OPM has issued an updated statement on its
lousy infosecurity two recently detected breaches. It reads, in part:
OPM recently discovered two cyber-security incidents that have impacted the data of Federal government employees, contractors, and others:
In April 2015, OPM discovered that the personnel data of 4.2 million current and former Federal government employees had been stolen. This means information such as full name, birth date, home address and Social Security Numbers were affected. This number has not changed since it was announced by OPM in early June and you should have already received a notification if you were impacted.
While investigating this incident, in early June 2015, OPM discovered that additional information had been compromised: including background investigation records of current, former, and prospective Federal employees and contractors. OPM and the interagency incident response team have concluded with high confidence that sensitive information, including the Social Security Numbers (SSNs) of 21.5 million individuals, was stolen from the background investigation databases.
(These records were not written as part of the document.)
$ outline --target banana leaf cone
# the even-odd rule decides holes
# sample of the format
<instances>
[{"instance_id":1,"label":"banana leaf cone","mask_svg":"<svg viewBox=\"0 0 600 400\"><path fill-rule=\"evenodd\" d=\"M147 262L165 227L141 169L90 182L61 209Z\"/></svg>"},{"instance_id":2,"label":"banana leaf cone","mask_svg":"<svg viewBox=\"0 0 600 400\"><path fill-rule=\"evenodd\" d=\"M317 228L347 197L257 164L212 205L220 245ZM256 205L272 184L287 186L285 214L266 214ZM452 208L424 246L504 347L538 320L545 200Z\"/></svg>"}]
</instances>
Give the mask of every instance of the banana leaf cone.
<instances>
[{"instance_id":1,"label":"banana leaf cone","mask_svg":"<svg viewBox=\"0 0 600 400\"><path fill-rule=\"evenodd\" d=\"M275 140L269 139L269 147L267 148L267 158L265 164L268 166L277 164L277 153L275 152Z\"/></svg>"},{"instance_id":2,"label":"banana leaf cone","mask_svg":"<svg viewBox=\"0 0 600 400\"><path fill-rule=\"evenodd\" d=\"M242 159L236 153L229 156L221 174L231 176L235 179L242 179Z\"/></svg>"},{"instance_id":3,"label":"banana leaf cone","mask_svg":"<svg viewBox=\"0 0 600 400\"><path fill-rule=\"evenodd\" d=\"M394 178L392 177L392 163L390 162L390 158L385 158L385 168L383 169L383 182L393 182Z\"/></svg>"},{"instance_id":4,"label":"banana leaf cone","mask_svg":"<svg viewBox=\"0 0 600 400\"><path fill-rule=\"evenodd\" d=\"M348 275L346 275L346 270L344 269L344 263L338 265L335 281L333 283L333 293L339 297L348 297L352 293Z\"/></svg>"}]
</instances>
This includes 19.7 million individuals that applied for a background investigation, and 1.8 million non-applicants, primarily spouses or co-habitants of applicants. Some records also include findings from interviews conducted by background investigators and approximately 1.1 million include fingerprints. Usernames and passwords that background investigation applicants used to fill out their background investigation forms were also stolen. Notifications for this incident have not yet begun.
While background investigation records do contain some information regarding mental health and financial history provided by applicants and people contacted during the background investigation, there is no evidence that health, financial, payroll and retirement records of Federal personnel or those who have applied for a Federal job were impacted by this incident (for example, annuity rolls, retirement records, USA JOBS, Employee Express).
OPM and an interagency team from the Department of Homeland Security (DHS) and the Federal Bureau of Investigation (FBI) have been investigating these incidents, and are working to put in place changes that will prevent similar thefts in the future.
You can read their full statement and FAQ on their site.
Update and Correction: Post-publication, the headline was corrected to reflect that the 21.5 million is the total for both incidents and not just for the second incident.